In un anno, argomenta Woollard, l’accordo ha avuto “successo” nel legittimare nel dibattito politico un’erosione del diritto d’asilo; è divenuto un modello di “esternalizzazione” (outsourcing) delle responsabilità di protezione verso Paesi instabili e precari sotto il profilo dei diritti umani in cambio di finanziamenti per lo sviluppo, «come se i rifugiati fossero merce di scambio»; e ha ceduto a questi governi un vero e proprio «capitale politico», lasciando l’UE come «in debito» e facendo della Turchia «l’esempio più ovvio della crescente abilità di questi Paesi terzi di influenzare l’Europa, e non viceversa».
In una parola: possibile che non esistano altri mezzi per evitare i naufragi nel Mediterraneo? Canali finalmente legali per chiedere asilo in Europa, corridoi umanitari non occasionali, programmi di reinsediamento non al contagocce, visti per riunificazione familiare, lavoro e studio, “sponsorizzazioni” private…

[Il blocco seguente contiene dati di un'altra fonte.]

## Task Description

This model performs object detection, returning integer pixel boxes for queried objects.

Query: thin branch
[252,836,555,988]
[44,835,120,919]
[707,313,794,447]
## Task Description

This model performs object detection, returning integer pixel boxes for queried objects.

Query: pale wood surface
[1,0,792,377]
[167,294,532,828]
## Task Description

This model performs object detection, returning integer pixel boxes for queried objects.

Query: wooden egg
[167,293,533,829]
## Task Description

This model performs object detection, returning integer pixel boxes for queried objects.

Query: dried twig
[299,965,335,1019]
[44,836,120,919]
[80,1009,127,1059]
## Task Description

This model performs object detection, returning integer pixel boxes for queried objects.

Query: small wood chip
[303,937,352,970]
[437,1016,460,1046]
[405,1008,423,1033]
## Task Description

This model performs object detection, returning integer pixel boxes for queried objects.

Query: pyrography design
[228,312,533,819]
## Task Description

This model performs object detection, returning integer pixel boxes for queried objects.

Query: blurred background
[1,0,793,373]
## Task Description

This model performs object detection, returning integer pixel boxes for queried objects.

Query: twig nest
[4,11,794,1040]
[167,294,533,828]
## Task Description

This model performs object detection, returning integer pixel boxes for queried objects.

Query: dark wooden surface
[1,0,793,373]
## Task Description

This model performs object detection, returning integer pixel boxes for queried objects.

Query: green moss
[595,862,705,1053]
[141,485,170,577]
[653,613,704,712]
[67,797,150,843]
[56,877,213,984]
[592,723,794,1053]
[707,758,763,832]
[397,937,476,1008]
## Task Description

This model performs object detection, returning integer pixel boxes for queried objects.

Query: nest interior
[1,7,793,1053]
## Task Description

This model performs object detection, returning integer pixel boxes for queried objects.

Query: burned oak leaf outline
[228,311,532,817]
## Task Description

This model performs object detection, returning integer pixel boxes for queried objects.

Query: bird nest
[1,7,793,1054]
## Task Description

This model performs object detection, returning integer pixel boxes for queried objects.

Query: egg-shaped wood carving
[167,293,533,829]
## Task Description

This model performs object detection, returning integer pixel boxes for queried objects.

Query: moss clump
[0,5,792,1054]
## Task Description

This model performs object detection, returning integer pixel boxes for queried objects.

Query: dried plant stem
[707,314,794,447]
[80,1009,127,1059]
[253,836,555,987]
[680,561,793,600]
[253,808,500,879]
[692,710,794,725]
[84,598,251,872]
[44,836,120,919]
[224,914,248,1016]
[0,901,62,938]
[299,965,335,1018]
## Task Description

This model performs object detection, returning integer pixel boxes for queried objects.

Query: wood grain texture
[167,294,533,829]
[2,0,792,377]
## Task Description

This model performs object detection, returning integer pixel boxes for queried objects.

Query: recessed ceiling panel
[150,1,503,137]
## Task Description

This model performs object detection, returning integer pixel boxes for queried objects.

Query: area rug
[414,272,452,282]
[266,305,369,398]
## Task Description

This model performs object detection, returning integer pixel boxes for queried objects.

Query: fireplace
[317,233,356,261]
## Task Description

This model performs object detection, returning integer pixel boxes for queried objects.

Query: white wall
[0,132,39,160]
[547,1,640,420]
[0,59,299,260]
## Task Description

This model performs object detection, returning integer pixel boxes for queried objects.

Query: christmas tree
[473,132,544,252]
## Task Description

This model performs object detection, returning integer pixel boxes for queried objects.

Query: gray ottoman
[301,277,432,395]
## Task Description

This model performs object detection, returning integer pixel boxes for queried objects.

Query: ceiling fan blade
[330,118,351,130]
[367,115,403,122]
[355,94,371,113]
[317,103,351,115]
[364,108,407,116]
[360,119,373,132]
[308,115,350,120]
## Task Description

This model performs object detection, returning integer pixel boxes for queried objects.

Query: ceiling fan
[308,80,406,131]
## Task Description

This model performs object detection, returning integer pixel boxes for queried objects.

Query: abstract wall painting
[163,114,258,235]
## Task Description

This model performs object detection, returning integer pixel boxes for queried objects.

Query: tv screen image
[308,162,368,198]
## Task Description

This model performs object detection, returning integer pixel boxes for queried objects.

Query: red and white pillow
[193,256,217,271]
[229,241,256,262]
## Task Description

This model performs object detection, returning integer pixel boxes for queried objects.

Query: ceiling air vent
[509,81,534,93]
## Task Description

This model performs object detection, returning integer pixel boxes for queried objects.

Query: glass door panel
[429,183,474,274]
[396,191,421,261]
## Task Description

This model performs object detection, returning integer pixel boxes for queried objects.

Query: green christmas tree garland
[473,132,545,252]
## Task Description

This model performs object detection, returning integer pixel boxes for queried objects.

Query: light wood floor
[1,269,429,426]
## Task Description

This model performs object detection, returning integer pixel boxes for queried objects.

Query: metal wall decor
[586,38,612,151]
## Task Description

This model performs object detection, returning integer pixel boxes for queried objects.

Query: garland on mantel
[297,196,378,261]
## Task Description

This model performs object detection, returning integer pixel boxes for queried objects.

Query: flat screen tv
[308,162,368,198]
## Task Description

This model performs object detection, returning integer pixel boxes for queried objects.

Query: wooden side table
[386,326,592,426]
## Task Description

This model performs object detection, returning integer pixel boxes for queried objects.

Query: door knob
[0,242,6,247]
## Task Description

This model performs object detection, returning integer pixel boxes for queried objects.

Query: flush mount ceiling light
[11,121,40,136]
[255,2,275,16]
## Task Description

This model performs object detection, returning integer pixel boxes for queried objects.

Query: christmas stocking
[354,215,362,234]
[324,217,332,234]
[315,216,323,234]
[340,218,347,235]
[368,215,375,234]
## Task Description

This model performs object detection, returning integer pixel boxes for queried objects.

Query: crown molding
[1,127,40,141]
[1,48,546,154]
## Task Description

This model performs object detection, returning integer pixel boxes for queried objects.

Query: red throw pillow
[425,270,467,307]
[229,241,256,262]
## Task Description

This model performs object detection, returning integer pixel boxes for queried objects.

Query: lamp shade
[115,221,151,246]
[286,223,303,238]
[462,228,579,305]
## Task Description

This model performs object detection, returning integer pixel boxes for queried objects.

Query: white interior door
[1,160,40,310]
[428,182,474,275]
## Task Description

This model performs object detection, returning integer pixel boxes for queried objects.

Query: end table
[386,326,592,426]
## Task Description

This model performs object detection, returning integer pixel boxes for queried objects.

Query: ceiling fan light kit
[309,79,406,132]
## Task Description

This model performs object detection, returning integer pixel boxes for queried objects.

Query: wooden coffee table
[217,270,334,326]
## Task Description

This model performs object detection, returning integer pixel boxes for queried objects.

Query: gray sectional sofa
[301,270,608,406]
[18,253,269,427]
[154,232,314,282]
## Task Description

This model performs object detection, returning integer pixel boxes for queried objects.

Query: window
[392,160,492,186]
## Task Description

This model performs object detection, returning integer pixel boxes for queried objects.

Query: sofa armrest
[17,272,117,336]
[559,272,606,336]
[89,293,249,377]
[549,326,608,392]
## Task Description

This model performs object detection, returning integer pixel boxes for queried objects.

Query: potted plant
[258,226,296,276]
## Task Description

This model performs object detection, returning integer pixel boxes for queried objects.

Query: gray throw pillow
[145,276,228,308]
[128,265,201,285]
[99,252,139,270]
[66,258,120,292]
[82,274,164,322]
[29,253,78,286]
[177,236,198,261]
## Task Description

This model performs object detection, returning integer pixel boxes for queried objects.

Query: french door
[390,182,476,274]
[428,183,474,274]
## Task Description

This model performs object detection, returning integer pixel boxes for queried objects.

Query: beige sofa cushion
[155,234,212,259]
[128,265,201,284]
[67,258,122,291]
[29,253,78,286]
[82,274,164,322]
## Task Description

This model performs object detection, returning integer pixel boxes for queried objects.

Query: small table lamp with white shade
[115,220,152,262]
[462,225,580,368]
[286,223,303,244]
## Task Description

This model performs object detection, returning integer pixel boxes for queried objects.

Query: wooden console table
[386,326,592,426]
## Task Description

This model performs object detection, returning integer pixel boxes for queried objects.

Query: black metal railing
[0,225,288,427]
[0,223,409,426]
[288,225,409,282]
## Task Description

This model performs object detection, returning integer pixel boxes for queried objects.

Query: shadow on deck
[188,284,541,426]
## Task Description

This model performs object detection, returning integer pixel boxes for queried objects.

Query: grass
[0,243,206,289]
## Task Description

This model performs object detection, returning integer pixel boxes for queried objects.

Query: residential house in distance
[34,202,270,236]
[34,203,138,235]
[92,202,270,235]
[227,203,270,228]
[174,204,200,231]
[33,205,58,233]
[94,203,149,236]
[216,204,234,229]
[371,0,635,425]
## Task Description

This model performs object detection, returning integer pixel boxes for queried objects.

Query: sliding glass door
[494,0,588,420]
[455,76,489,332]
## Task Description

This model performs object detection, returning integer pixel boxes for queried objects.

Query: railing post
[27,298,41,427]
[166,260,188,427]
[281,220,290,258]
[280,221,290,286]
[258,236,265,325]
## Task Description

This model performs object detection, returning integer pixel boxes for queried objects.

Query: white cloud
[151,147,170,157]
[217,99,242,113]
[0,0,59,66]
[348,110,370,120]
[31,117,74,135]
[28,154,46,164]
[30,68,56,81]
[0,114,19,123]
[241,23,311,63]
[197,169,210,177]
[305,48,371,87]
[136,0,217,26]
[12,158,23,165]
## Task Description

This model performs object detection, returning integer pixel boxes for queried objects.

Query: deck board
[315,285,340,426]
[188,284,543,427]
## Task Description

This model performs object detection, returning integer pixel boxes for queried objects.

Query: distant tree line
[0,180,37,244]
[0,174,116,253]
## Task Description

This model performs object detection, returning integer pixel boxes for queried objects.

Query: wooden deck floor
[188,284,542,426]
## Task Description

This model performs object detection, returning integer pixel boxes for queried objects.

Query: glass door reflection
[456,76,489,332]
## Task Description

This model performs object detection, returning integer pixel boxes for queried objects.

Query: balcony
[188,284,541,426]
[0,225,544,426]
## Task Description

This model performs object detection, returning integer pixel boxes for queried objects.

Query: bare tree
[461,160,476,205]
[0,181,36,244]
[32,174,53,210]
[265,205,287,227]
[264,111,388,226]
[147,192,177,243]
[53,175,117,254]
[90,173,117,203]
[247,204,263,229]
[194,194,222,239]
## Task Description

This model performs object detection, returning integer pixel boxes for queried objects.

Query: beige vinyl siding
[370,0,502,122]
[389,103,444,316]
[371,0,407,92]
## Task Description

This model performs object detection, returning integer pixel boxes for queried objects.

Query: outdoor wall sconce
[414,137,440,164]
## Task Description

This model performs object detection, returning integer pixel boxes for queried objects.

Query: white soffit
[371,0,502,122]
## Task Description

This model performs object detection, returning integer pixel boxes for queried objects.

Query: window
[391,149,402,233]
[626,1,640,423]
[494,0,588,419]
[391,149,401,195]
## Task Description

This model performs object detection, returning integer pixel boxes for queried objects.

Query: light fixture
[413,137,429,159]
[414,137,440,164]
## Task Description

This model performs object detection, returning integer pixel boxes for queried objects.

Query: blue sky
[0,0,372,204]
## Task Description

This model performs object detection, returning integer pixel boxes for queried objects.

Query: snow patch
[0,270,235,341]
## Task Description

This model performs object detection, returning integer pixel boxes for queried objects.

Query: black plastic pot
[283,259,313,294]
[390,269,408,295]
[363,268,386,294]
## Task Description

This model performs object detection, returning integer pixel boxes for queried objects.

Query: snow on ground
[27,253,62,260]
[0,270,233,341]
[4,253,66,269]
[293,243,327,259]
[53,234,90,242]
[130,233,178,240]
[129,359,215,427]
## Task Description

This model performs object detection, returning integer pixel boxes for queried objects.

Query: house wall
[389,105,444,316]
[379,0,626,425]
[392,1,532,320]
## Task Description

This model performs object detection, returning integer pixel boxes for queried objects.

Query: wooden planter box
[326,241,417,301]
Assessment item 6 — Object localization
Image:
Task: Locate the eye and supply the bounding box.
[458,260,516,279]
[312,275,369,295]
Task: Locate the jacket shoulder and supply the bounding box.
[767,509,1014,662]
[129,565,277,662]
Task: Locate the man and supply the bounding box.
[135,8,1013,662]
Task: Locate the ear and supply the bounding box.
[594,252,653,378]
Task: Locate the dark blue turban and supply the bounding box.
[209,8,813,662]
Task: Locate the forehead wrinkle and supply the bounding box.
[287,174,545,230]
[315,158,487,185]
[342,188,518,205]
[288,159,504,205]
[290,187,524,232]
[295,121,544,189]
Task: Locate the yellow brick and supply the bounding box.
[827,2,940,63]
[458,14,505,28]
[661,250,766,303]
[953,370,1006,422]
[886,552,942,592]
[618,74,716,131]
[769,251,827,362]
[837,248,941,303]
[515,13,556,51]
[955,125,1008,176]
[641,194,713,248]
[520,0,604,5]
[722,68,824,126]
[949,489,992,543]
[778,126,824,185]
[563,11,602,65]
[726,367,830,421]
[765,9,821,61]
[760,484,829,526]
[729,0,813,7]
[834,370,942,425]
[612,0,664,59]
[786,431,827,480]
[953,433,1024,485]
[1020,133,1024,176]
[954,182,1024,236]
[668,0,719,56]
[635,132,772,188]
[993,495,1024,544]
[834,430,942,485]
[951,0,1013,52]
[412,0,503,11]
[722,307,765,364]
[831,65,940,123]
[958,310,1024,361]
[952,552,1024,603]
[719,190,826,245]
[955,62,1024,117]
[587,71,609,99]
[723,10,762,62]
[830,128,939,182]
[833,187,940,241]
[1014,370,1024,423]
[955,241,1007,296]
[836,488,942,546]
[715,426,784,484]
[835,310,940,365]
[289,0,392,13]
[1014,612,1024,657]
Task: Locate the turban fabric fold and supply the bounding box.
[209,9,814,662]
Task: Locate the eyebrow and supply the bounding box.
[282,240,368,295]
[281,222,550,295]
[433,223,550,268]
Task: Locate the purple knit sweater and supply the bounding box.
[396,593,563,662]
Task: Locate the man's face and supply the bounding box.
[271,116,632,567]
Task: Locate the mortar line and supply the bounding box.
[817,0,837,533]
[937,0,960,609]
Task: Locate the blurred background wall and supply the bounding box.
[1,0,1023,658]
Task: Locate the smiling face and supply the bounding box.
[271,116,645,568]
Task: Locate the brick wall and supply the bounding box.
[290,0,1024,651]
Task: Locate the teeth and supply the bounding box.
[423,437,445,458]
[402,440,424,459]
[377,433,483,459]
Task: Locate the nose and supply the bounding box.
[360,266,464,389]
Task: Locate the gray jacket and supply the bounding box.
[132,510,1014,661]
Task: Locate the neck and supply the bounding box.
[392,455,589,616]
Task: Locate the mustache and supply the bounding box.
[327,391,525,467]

Se Pilato dà udienza a Strasburgo
Però è dal settembre 2015 che la Commissione Europea propone di inserire la Turchia, a tutti gli effetti, in una costituenda lista di Paesi sicuri in materia d’asilo vincolante per tutti i Paesi dell’Unione.
Intanto, in queste settimane la Corte di Giustizia dell’Unione Europea si è dichiarata incompetente a decidere su tre ricorsi contro la “dichiarazione” del 18 marzo presentati dai difensori di due pakistani e un afghano.
Secondo il Tribunale dell’Unione, l’accordo UE-Turchia non sarebbe stato sottoscritto da istituzioni dell’UE (il Consiglio Europeo), ma dai leader dei Paesi membri: leggere qui per credere. Pilato ha aperto un ufficio a Strasburgo.